Along the shoreline a group of fishermen tell me to take care: the storm is approaching fast. As I head back, along Bentota Beach, one of the things I love most about travelling is how random strangers can see you as one of their own. Your welfare is their concern.

Maybe the sense of serendipity and fortune is heightened during a journey; maybe it is inherent to the adventure itself. Yet it is an opportunity for us to touch others and to allow others to touch us with our shared humanity. There is so much to persuade us that difference will polarise, yet difference is the opportunity for us to discover common ground; to perceive that mornings like this blend humility and generosity into One: your welfare is my concern.



 

Further along Bentota Beach and the monsoon rains hit. A spray of sand spits up into the air as pellets of rain are unleashed along across the beach, hissing in a shimmering blur of colours and a muffled fog of noise to drown the stinging roll of surf smashing ashore.

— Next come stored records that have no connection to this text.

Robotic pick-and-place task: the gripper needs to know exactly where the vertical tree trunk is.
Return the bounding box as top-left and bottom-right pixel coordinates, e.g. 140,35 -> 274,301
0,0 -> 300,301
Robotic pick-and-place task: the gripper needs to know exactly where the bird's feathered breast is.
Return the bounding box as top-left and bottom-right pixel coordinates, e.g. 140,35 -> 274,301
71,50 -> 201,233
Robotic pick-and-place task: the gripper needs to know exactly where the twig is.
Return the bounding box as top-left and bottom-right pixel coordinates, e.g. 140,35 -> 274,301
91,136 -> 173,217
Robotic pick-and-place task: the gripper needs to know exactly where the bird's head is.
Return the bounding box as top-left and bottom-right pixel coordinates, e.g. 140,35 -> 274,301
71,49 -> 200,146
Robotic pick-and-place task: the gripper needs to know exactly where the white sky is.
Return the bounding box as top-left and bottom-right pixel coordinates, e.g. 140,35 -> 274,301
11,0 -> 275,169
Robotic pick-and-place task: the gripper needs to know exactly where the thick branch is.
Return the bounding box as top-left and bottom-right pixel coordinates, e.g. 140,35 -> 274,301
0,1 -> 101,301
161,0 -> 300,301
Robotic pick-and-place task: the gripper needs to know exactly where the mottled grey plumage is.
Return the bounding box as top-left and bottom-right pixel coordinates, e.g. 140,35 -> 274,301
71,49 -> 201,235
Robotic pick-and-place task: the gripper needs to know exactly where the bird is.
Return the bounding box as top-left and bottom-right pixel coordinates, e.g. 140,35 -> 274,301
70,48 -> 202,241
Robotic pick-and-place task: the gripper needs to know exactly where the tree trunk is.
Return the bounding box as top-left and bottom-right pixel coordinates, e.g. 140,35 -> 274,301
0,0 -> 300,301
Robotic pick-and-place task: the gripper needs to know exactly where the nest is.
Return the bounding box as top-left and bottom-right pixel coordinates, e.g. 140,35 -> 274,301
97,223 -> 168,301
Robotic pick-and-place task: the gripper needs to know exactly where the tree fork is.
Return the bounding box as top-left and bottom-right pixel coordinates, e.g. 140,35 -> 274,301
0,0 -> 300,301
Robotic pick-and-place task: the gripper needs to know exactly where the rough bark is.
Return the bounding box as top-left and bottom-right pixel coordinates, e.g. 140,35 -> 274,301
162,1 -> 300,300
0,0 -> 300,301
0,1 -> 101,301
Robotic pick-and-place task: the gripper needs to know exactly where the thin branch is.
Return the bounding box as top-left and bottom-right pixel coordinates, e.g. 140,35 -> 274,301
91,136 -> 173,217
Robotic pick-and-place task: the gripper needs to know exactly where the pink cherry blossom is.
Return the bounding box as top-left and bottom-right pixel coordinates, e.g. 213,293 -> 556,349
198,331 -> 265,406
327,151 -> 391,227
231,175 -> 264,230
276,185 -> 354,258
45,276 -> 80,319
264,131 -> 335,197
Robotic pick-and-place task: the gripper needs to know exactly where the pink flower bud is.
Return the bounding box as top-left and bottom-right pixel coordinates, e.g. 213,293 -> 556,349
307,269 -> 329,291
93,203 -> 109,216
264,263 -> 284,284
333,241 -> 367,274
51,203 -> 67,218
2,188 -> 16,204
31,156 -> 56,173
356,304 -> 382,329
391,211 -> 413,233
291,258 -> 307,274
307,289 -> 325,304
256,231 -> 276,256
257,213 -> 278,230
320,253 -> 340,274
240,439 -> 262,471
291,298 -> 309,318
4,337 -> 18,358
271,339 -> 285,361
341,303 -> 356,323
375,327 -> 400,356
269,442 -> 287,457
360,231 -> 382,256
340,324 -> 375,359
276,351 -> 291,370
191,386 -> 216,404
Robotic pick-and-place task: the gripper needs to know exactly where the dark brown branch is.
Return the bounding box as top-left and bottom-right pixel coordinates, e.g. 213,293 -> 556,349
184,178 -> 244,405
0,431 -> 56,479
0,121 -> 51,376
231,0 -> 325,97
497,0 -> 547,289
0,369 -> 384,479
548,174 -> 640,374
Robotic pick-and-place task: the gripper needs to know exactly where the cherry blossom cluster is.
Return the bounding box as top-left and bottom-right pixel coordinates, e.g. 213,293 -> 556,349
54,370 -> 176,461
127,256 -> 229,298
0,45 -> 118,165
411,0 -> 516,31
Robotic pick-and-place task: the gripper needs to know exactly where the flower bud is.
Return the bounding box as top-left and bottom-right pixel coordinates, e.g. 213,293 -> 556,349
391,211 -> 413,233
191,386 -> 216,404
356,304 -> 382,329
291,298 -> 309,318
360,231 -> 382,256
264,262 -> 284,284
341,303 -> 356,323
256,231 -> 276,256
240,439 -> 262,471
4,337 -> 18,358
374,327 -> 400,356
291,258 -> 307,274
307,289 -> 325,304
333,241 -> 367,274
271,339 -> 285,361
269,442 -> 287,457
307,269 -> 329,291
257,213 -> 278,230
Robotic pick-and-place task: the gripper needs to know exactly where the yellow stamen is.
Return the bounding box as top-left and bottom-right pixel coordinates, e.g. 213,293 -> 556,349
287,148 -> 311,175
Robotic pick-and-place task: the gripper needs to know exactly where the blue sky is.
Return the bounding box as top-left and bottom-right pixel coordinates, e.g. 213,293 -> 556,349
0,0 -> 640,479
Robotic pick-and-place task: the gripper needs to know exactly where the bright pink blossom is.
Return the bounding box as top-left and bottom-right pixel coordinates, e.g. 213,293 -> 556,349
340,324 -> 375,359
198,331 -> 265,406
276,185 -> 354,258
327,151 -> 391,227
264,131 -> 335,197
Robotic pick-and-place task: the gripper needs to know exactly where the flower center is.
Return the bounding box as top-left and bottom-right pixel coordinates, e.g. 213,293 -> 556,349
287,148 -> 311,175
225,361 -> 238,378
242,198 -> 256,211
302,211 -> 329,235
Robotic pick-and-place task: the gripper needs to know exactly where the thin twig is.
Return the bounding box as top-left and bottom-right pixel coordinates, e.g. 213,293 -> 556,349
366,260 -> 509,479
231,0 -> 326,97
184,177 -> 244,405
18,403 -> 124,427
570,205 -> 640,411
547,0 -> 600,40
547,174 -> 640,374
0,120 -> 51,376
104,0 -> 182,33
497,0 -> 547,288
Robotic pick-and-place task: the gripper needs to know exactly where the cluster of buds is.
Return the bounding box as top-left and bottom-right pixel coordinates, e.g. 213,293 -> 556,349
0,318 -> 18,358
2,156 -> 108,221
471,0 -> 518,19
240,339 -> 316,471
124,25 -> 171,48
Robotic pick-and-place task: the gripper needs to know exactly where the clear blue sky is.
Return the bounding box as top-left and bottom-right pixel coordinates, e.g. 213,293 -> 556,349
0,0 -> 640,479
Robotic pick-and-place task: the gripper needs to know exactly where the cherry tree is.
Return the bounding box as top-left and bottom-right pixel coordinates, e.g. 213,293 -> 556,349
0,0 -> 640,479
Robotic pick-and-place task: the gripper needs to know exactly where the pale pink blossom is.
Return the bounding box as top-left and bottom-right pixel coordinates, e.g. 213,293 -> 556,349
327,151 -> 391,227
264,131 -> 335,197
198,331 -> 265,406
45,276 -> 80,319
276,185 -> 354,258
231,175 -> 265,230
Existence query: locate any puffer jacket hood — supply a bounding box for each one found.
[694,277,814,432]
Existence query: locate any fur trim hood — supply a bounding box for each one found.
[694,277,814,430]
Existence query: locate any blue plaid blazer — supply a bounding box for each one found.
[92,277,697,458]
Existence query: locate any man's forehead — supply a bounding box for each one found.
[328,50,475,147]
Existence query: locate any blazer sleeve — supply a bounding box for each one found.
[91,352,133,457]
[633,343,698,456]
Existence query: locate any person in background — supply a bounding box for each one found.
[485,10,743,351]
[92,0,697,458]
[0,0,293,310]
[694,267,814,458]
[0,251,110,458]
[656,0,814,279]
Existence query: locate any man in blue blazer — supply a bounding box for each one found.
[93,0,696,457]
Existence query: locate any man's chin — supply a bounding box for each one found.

A fraternity of surfers call me to join them in their makeshift shelter – flat pieces of wood nailed to a thicket of trees (from here they hire surfboards to tourists).



These are the fishermen who lost more than their livelihoods during the 2004 Tsunami.
 



During the downpour, a sheltering tuk-tuk driver offers to drive me back to my hotel but no, not yet; let’s all wait until these rains stop. Your welfare is my concern, too. Eventually, the winds will blow themselves out, and so, too, the rains will peter out to a drift of drizzle. Amazing and exhausted, everything will soon rejuvenate in the dripping serenity of sky blue sounds – the birds will sing in their whistles and insects will join them in their chirpings; this storm will soon pass.



No matter the brevity of our meetings, they have the potential to resonate within us for much, much longer. And as these rains fall down on Bentota Beach these words keep such magic alive each time new eyes read this.

For now, though, just sharing these moments is enough.